Holiness as a spiritual experience and a way of life is not an option for a Christian but a biblical injunction. We are to “cleanse ourselves from all filthiness of the flesh and spirit, perfecting holiness in the fear of God” (II Corinthians 7:1). We are urged, “Present your bodies a living sacrifice, holy, acceptable unto God” and “be not conformed to this world: but be ye transformed by the renewing of your mind” (Romans 12:1-2).

Jesus said that we are in the world but not of the world (John 17:14-16); therefore, we are not to love the world, neither the things in the world, for the world appeals to the lust of the flesh, the lust of the eye, and the pride of life (I John 2:15-16).
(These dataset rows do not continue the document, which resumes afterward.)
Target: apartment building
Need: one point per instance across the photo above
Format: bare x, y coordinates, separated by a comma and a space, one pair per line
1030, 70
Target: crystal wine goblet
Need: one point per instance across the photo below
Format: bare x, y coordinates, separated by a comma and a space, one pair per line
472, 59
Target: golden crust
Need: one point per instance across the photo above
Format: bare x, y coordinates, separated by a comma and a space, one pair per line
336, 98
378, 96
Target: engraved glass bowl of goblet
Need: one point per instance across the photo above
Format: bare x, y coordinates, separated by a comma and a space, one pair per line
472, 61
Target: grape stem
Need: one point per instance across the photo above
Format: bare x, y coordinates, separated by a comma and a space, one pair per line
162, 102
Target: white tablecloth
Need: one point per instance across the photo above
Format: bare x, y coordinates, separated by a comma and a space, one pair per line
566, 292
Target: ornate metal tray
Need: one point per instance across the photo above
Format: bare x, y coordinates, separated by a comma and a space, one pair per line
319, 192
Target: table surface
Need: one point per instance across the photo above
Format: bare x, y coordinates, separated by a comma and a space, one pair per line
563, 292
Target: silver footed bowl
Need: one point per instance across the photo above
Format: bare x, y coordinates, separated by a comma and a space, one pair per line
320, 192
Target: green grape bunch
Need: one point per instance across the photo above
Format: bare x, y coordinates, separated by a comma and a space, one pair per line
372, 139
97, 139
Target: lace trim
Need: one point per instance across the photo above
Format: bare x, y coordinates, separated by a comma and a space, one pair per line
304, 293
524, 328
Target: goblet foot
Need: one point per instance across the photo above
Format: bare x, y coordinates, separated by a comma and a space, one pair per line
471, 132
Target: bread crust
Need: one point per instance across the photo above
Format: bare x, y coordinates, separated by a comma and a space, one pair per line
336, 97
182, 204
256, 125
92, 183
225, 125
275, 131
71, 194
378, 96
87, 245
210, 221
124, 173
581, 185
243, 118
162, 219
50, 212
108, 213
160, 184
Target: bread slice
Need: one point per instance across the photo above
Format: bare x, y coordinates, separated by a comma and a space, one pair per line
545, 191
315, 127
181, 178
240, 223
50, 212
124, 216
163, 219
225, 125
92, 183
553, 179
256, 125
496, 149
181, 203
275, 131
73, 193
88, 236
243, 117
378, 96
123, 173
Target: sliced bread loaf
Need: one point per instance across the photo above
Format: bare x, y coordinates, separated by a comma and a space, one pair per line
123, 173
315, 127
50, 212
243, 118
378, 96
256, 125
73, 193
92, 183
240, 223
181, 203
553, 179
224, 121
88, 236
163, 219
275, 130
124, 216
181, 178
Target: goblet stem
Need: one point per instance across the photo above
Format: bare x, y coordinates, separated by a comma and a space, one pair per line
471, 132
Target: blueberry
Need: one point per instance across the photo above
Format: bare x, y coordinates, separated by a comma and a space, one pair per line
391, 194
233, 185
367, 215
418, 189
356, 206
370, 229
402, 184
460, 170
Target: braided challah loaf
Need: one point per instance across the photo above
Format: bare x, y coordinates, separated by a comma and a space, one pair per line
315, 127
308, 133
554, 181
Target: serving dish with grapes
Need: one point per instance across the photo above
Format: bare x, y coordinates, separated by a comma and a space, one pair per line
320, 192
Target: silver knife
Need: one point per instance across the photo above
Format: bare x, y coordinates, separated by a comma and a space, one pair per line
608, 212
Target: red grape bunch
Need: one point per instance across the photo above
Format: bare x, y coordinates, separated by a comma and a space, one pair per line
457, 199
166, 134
A Christian is “to keep himself unspotted from the world” (James 1:27), for we are to so live that we may be “blameless and harmless, the sons of God, without rebuke, in the midst of a crooked and perverse nation, among whom ye shine as lights in the world” (Philippians 2:15). As a people who have been delivered from darkness, we are to walk as children of light and “have no fellowship with the unfruitful works of darkness, but rather reprove them” (Ephesians 5:11).

Since the “whole world lieth in wickedness” (I John 5:19) and we are no longer to live “according to the course of this world” (Ephesians 2:2), and since worldliness is often communicated throughout society by the media, the United Pentecostal Church has expressed its concern that Christians may be influenced by the media to compromise biblical holiness. It has officially dealt with technology in three ways:
(1) allowed its use without voicing caution or disapproval (telephone, automobile, microwave, central heating, printing press, photography, computer, etc.); (2) accepted its use with warning and restrictions (radio, video); and (3) rejected its use as being unsuitable for Christians or for their homes (movie theater, television).
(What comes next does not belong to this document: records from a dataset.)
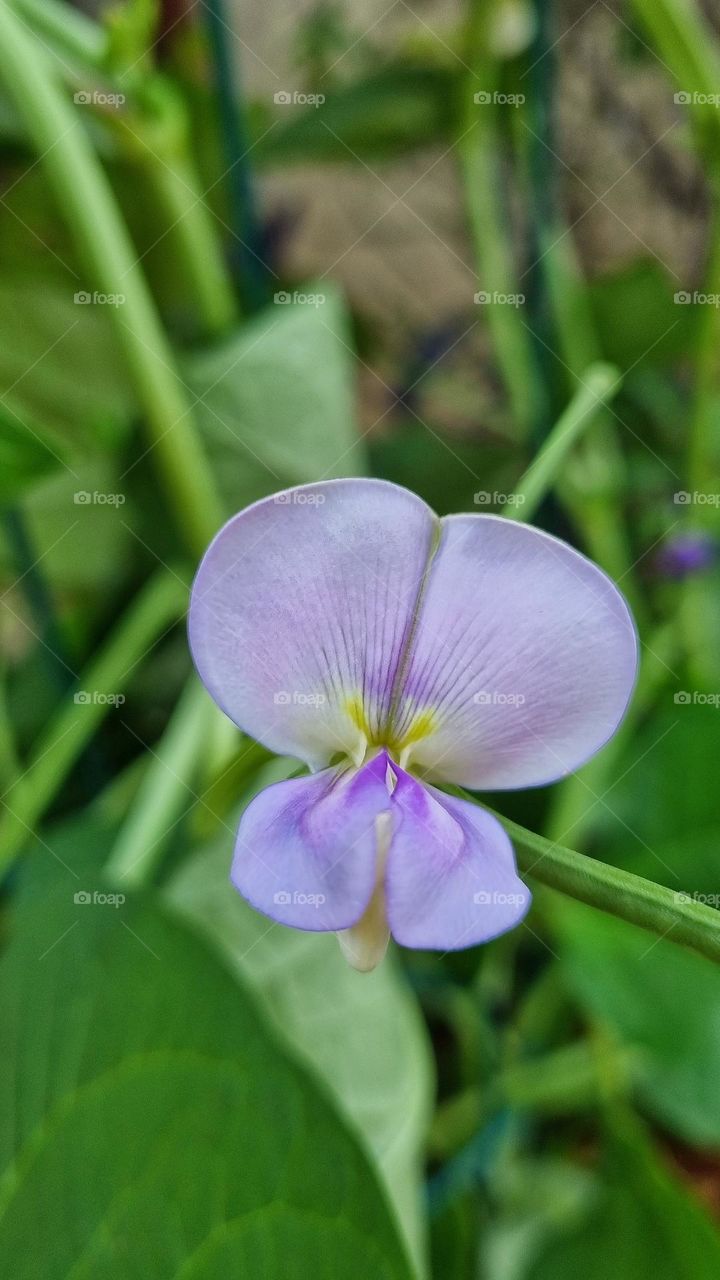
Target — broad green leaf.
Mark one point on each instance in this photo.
(150, 1125)
(59, 360)
(78, 522)
(361, 1033)
(276, 398)
(643, 1223)
(659, 999)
The United Pentecostal Church recognizes that technology is not evil in itself, but it feels that it must reject any use of technology that favorably displays a lifestyle of worldliness and ungodliness. Moreover, since technology continues to accelerate in our times, the United Pentecostal Church and Christians must evaluate each new use of technology, especially media technology, in the light of biblical holiness.

The United Pentecostal Church accepts only the Bible and the Holy Spirit as its guides to determine the correct standards of conduct in this world, and it recognizes the responsibility to apply biblical principles in a changing world. Neither the Bible nor the United Pentecostal Church teaches that salvation can be earned by good works, but both contend that holiness in behavior results from a transforming experience of the Holy Ghost, and is therefore incumbent upon each Christian

The church has an obligation to establish standards of conduct when necessary, but it refuses to make rules for every aspect of daily living. Each Christian is responsible to God to maintain holiness in his life, for God alone is his judge, but the church is also responsible to teach biblical standards of holiness.

As new media appear in the marketplace, the Christian must not accept their usage without evaluation of their impact on his spiritual walk with God. We are to “walk circumspectly [looking around us], not as fools, but as wise, redeeming the time, because the days are evil” (Ephesians 5:15-16).